# Z-24 Cannot set idle, will not stay stready



## PittBull (Jun 5, 2013)

I've put ridiculous amounts of money and work into this truck.
1986 D-21 Hard Body pick up with Z-24 engine.
Latest is new timing chain and gears. Also replaced the oil pump shaft/gear and crank gear that drives it.
Truck runs good. Once it warms up the idle floats from fast to slow to fast to slow. Will not run steady.
Anyone that can tell me what to do to stop this issue would be appreciated to no end!
Truck has had this problem since I first got it.

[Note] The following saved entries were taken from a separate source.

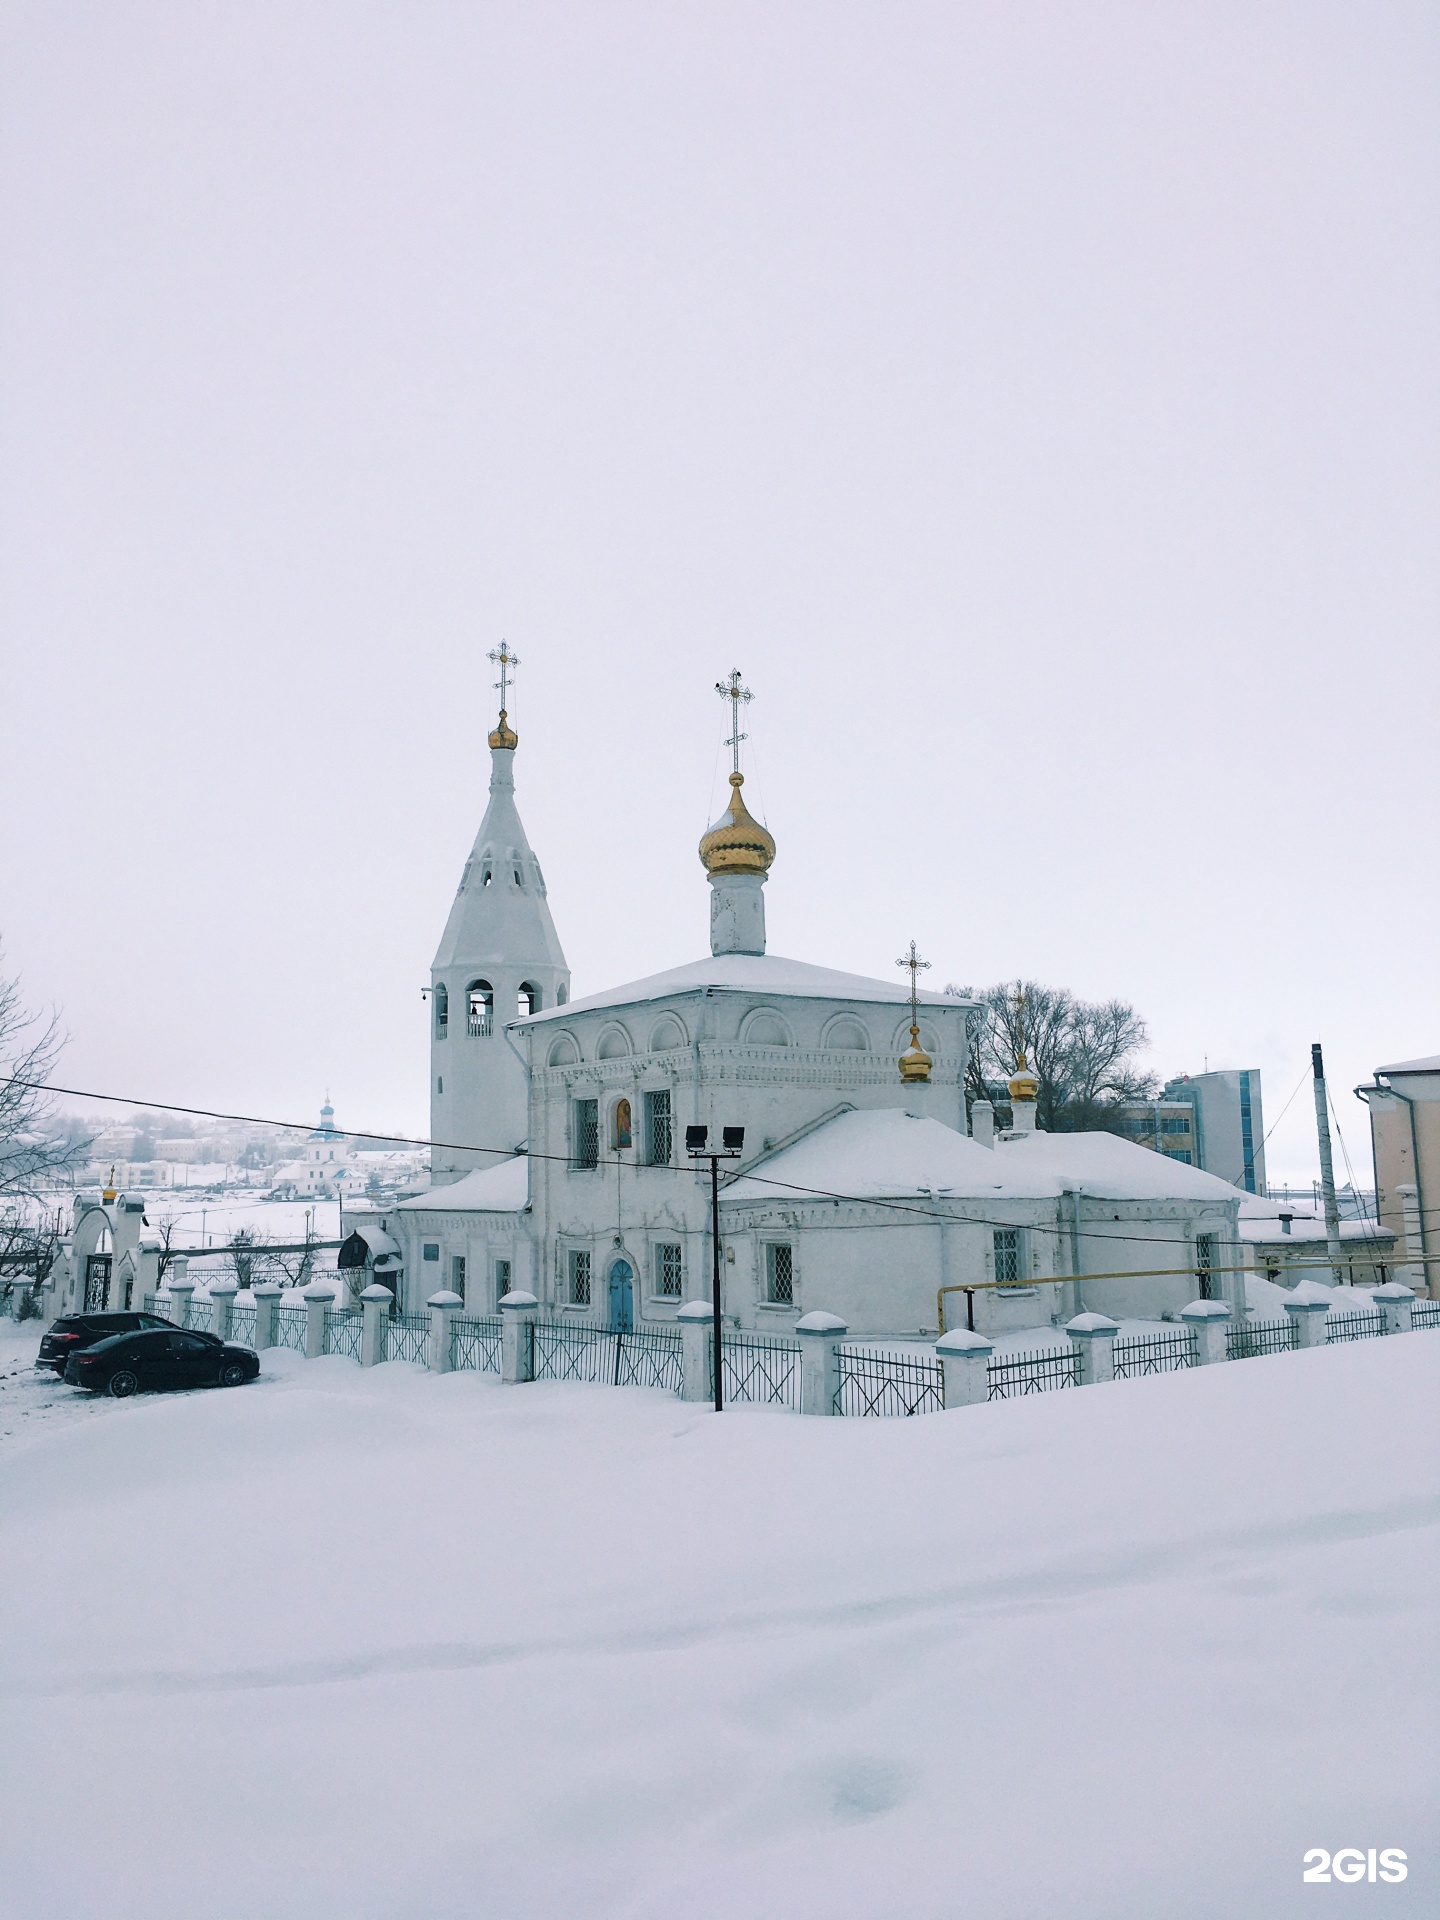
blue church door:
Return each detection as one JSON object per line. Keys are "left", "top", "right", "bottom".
{"left": 608, "top": 1259, "right": 634, "bottom": 1332}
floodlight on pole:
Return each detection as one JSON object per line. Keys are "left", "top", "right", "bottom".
{"left": 687, "top": 1121, "right": 745, "bottom": 1411}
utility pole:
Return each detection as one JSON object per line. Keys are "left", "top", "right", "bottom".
{"left": 685, "top": 1122, "right": 745, "bottom": 1412}
{"left": 1311, "top": 1043, "right": 1346, "bottom": 1285}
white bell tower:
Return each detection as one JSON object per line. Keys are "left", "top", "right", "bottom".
{"left": 429, "top": 647, "right": 569, "bottom": 1182}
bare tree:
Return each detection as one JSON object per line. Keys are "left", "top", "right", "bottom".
{"left": 947, "top": 978, "right": 1158, "bottom": 1132}
{"left": 0, "top": 945, "right": 89, "bottom": 1203}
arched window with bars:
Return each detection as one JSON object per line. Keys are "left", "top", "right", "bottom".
{"left": 434, "top": 983, "right": 448, "bottom": 1039}
{"left": 466, "top": 980, "right": 494, "bottom": 1037}
{"left": 518, "top": 981, "right": 540, "bottom": 1017}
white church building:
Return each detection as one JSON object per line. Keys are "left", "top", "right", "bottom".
{"left": 342, "top": 680, "right": 1244, "bottom": 1336}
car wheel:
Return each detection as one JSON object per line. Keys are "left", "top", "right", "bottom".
{"left": 218, "top": 1361, "right": 248, "bottom": 1388}
{"left": 108, "top": 1370, "right": 139, "bottom": 1399}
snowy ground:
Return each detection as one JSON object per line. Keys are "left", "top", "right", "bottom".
{"left": 1, "top": 1320, "right": 1436, "bottom": 1918}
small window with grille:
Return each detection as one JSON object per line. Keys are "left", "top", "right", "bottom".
{"left": 765, "top": 1242, "right": 794, "bottom": 1305}
{"left": 494, "top": 1257, "right": 512, "bottom": 1303}
{"left": 568, "top": 1248, "right": 591, "bottom": 1307}
{"left": 1196, "top": 1232, "right": 1216, "bottom": 1301}
{"left": 644, "top": 1088, "right": 672, "bottom": 1166}
{"left": 573, "top": 1099, "right": 599, "bottom": 1169}
{"left": 654, "top": 1243, "right": 683, "bottom": 1298}
{"left": 450, "top": 1254, "right": 466, "bottom": 1298}
{"left": 993, "top": 1227, "right": 1022, "bottom": 1288}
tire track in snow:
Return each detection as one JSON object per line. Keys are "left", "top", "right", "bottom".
{"left": 8, "top": 1490, "right": 1438, "bottom": 1701}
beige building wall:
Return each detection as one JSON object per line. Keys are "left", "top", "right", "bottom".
{"left": 1359, "top": 1058, "right": 1440, "bottom": 1297}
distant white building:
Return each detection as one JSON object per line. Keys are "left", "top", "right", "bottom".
{"left": 343, "top": 688, "right": 1246, "bottom": 1334}
{"left": 273, "top": 1100, "right": 356, "bottom": 1200}
{"left": 1117, "top": 1069, "right": 1265, "bottom": 1194}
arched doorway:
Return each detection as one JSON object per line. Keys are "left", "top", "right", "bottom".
{"left": 608, "top": 1258, "right": 634, "bottom": 1332}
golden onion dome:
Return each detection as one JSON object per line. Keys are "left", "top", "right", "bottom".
{"left": 1007, "top": 1056, "right": 1040, "bottom": 1104}
{"left": 488, "top": 709, "right": 518, "bottom": 750}
{"left": 899, "top": 1026, "right": 933, "bottom": 1084}
{"left": 699, "top": 772, "right": 776, "bottom": 876}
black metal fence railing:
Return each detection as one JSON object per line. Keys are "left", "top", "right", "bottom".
{"left": 1324, "top": 1309, "right": 1387, "bottom": 1345}
{"left": 534, "top": 1320, "right": 616, "bottom": 1385}
{"left": 324, "top": 1310, "right": 363, "bottom": 1361}
{"left": 229, "top": 1305, "right": 258, "bottom": 1349}
{"left": 614, "top": 1328, "right": 683, "bottom": 1394}
{"left": 531, "top": 1321, "right": 685, "bottom": 1392}
{"left": 1112, "top": 1328, "right": 1197, "bottom": 1378}
{"left": 835, "top": 1346, "right": 942, "bottom": 1417}
{"left": 385, "top": 1312, "right": 431, "bottom": 1366}
{"left": 273, "top": 1306, "right": 309, "bottom": 1353}
{"left": 450, "top": 1315, "right": 503, "bottom": 1374}
{"left": 1413, "top": 1299, "right": 1440, "bottom": 1330}
{"left": 986, "top": 1345, "right": 1079, "bottom": 1399}
{"left": 1226, "top": 1317, "right": 1296, "bottom": 1361}
{"left": 717, "top": 1333, "right": 801, "bottom": 1410}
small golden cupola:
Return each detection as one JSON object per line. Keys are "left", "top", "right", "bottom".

Any ideas? Truck is for sale. I'm in south west Missouri.
I've put $2700 into this rig. Love the truck but this idle issue is giving me fits.
Anyone with help can call me at 417-809-8933.
Thanks! Michael


----------



## SPEEDO (Jun 9, 2003)

sounds like it "hunting" could be a air flow sensor, have you tried to pull any codes??


----------



## PittBull (Jun 5, 2013)

Looking through many pages I found my original post, page 16. Many replies, seems most likely to be a vacuum leak.
Vac hoses are a mess on this thing.
I guess next time I motivate to work on it I'll start with those!
Have not pulled codes in a year.
It's that blinker under the seat.....


----------



## jp2code (Jun 2, 2011)

If it isn't that bad wire:

FIX: erratic idle, low speed driveability, possibly more - Infamous Nissan - Hardbody / Frontier Forums

then try the Fast Idle (wax) switch:

Replacing the Wax-Type Fast Idle Solenoid (Z24i engine) - Infamous Nissan - Hardbody / Frontier Forums

This post has comments on the Fast Idle post above:

Rough Idling/Sputtering While Cold - Infamous Nissan - Hardbody / Frontier Forums

How to check codes:

[VIDEO] Checking Error Codes - Infamous Nissan - Hardbody / Frontier Forums


----------



## SPEEDO (Jun 9, 2003)

then try the Fast Idle (wax) switch:

Replacing the Wax-Type Fast Idle Solenoid (Z24i engine) - Infamous Nissan - Hardbody / Frontier Forums

that is for a fast idle, not erratic


----------